In a Database Management System, a transaction is a single unit of logic or work, sometimes made up of multiple operations. Any logical calculation done in a consistent mode in a database is known as a transaction.
A database transaction, by definition, must be atomic, consistent, isolated and durable. Database practitioners often refer to these properties of database transactions using the acronym ACID.
Transactions are often composed of multiple statements. Atomicity guarantees that each transaction is treated as a single "unit", which either succeeds completely, or fails completely: if any of the statements constituting a transaction fails to complete, the entire transaction fails and the database is left unchanged. An atomic system must guarantee atomicity in each and every situation, including power failures, errors and crashes.
An example of an atomic transaction is a monetary transfer from bank account A to account B. It consists of two operations, withdrawing the money from account A and saving it to account B. Performing these operations in an atomic transaction ensures that the database remains in a consistent state, that is, money is neither lost nor created if either of those two operations fail.
Consistency ensures that a transaction can only bring the database from one valid state to another, maintaining database invariants: any data written to the database must be valid according to all defined rules, including constraints, cascades, triggers, and any combination thereof. This does not guarantee correctness of the transaction in all ways the application programmer might have wanted (that is the responsibility of application-level code) but merely that any programming errors cannot result in the violation of any defined database constraints.
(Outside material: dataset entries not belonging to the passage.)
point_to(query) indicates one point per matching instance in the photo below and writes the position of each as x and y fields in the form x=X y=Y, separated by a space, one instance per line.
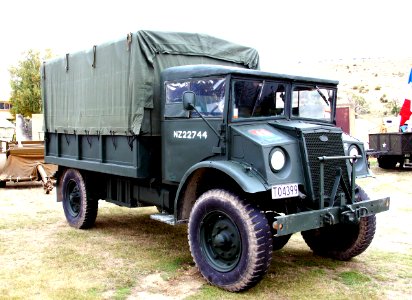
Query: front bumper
x=350 y=213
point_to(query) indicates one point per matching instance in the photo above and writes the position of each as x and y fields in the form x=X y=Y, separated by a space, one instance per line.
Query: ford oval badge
x=323 y=138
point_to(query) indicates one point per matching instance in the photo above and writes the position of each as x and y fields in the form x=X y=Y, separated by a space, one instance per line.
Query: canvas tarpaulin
x=106 y=89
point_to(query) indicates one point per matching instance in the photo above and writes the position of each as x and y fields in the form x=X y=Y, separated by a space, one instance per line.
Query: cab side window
x=174 y=92
x=210 y=97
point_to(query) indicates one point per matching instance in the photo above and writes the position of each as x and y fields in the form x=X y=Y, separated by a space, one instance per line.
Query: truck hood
x=274 y=132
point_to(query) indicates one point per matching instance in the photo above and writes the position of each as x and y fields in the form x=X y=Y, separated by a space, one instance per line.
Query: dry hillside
x=377 y=81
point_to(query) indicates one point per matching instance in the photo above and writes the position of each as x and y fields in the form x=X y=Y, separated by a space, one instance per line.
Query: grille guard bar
x=314 y=219
x=350 y=195
x=348 y=211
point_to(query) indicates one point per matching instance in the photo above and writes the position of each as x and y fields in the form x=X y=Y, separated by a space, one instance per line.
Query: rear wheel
x=230 y=240
x=343 y=241
x=80 y=209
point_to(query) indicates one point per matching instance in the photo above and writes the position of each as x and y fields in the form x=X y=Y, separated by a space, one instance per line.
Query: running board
x=165 y=218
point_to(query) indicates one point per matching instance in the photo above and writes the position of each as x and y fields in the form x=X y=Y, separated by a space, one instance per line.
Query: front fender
x=247 y=179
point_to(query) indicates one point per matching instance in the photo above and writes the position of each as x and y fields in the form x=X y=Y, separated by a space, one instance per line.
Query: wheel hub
x=221 y=241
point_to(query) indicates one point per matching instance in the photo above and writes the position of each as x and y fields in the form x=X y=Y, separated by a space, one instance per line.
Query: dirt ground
x=393 y=228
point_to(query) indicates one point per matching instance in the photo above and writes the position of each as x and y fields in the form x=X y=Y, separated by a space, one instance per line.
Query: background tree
x=25 y=84
x=359 y=105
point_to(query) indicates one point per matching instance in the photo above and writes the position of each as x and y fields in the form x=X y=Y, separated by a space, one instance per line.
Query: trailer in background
x=391 y=148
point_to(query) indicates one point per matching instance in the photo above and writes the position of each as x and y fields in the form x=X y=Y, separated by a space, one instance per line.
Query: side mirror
x=189 y=100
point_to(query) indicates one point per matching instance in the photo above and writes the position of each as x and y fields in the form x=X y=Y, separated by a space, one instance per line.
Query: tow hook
x=353 y=215
x=329 y=219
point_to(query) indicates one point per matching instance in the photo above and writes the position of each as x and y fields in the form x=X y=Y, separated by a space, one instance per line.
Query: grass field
x=128 y=256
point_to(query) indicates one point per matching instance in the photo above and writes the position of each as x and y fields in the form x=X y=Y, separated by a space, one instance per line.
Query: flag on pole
x=405 y=111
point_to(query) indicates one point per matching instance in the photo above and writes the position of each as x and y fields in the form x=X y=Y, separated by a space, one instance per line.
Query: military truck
x=186 y=123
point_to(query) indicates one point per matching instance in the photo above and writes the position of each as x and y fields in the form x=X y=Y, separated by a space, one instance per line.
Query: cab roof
x=195 y=71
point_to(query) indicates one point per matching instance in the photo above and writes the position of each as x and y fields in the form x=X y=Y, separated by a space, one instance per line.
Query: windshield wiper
x=258 y=98
x=322 y=95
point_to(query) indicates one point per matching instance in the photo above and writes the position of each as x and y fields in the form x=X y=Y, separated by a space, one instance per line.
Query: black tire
x=230 y=241
x=80 y=209
x=343 y=241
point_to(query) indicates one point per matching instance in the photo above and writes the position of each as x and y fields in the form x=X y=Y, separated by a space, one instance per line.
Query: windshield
x=257 y=98
x=313 y=102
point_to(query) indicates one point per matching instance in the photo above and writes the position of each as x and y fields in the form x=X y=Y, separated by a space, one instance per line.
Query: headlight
x=353 y=150
x=277 y=159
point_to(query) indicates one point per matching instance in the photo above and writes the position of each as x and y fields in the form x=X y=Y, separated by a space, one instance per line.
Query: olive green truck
x=187 y=123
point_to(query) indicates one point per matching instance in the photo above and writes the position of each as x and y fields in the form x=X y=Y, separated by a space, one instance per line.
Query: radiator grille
x=333 y=147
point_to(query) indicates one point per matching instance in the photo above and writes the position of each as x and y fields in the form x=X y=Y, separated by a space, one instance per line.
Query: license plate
x=285 y=191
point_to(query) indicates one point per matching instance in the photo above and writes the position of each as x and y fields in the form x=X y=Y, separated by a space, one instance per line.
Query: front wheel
x=80 y=209
x=343 y=241
x=230 y=240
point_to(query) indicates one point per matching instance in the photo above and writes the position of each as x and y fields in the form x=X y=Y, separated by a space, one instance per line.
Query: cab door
x=186 y=138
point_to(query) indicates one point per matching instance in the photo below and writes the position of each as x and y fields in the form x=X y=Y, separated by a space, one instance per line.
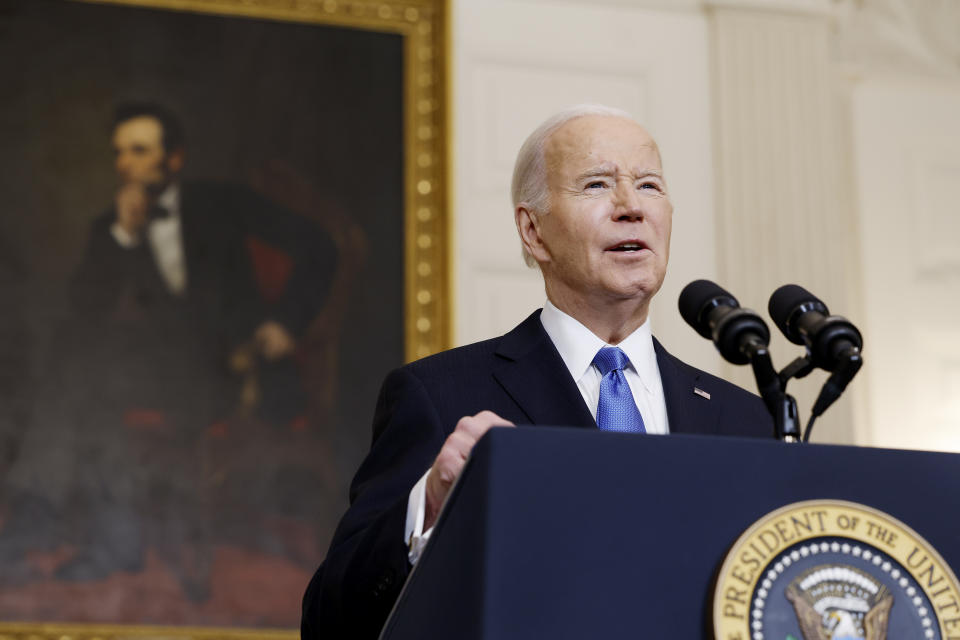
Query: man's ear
x=175 y=160
x=528 y=226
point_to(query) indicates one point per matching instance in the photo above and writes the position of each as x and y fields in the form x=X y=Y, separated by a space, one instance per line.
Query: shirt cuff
x=123 y=238
x=414 y=535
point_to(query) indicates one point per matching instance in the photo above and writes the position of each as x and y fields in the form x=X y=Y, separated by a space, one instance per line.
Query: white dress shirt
x=166 y=242
x=577 y=346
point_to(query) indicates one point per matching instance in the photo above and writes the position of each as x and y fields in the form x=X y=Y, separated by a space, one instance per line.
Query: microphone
x=832 y=342
x=716 y=315
x=805 y=320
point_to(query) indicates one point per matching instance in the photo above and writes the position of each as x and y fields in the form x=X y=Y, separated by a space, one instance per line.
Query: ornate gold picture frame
x=327 y=437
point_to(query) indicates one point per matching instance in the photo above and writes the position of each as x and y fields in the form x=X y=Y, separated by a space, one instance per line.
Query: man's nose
x=628 y=205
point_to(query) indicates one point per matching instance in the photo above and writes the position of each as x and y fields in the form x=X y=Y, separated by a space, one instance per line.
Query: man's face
x=139 y=154
x=607 y=234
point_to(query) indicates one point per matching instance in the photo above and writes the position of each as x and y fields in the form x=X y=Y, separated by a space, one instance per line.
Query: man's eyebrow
x=602 y=170
x=643 y=173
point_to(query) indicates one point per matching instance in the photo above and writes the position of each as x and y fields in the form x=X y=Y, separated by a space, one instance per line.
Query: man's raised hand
x=449 y=462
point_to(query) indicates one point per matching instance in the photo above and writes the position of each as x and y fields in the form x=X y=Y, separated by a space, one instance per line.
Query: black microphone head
x=697 y=300
x=789 y=302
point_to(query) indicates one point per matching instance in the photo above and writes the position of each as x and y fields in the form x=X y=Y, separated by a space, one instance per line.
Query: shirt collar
x=578 y=345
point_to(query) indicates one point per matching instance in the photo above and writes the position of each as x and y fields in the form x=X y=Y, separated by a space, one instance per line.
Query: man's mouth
x=628 y=246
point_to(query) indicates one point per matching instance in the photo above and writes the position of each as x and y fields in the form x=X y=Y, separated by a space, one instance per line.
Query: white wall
x=804 y=141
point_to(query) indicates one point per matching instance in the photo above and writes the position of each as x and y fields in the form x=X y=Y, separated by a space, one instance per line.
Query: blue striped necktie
x=616 y=410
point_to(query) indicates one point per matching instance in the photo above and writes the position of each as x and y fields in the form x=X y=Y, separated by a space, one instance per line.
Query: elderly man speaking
x=593 y=212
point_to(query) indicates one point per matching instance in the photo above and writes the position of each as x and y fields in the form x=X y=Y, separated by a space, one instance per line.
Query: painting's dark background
x=321 y=103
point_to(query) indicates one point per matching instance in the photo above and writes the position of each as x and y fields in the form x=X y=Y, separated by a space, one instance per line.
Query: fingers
x=131 y=204
x=273 y=340
x=453 y=456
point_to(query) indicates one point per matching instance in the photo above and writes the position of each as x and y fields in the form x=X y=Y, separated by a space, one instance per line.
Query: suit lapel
x=687 y=411
x=530 y=370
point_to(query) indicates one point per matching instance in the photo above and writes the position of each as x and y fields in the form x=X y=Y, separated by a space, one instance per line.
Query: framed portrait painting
x=223 y=222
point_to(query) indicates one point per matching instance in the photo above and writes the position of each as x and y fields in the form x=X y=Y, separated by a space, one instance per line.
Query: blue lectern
x=569 y=533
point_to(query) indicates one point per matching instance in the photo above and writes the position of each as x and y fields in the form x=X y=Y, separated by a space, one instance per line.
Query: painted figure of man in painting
x=166 y=300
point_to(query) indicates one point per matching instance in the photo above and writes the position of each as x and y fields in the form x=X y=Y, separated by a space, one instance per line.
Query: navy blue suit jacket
x=519 y=376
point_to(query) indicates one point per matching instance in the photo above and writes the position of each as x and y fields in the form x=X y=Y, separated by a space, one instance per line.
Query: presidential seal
x=834 y=570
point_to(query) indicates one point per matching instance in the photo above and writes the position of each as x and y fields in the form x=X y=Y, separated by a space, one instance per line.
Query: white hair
x=529 y=184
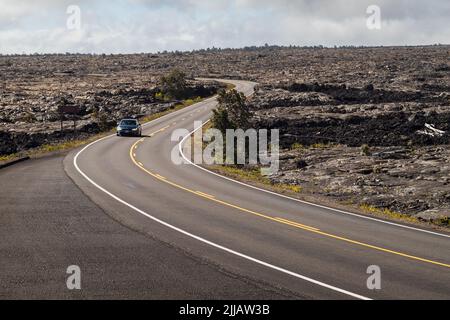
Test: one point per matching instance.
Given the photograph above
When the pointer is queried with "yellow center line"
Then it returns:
(281, 220)
(205, 194)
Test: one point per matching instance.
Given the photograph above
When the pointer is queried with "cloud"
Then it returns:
(155, 25)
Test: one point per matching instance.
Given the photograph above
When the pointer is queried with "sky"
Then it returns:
(134, 26)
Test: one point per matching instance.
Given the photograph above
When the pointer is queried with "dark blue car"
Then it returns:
(129, 127)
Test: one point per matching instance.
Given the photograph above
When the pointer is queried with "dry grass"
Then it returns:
(253, 175)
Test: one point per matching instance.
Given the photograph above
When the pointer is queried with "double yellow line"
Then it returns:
(275, 219)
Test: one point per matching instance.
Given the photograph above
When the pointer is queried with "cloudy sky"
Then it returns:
(127, 26)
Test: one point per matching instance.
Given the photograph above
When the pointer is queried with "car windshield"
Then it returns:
(128, 123)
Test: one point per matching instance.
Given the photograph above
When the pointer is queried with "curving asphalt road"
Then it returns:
(302, 249)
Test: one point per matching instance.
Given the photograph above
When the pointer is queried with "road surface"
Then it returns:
(310, 250)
Transactions are often executed concurrently (e.g., reading and writing to multiple tables at the same time). Isolation ensures that concurrent execution of transactions leaves the database in the same state that would have been obtained if the transactions were executed sequentially. Isolation is the main goal of concurrency control; depending on the method used, the effects of an incomplete transaction might not even be visible to other transactions. For example, when a user is creating a Purchase Order and has created the header, but not the Purchase Order lines, is the header available for other systems/users (carrying out concurrent operations, such as a report on Purchase Orders) to see?
Isolation is typically defined at database level as a property that defines how/when the changes made by one operation become visible to other. On older systems, it may be implemented systemically, for example through the use of temporary tables. In two-tier systems, a Transaction Processing (TP) manager is required to maintain isolation. In n-tier systems (such as multiple websites attempting to book the last seat on a flight), a combination of stored procedures and transaction management is required to commit the booking and send confirmation to the customer.
Durability guarantees that once a transaction has been committed, it will remain committed even in the case of a system failure (e.g., power outage or crash). This usually means that completed transactions (or their effects) are recorded in non-volatile memory (And/or recorded every successful transaction in a persisted transaction log). For example, if a flight booking reports that a seat has successfully been booked, then the seat will remain booked even if the system crashes.
In distributed transactions, all participating servers must coordinate before commit can be acknowledged. This is usually done by a two-phase commit protocol.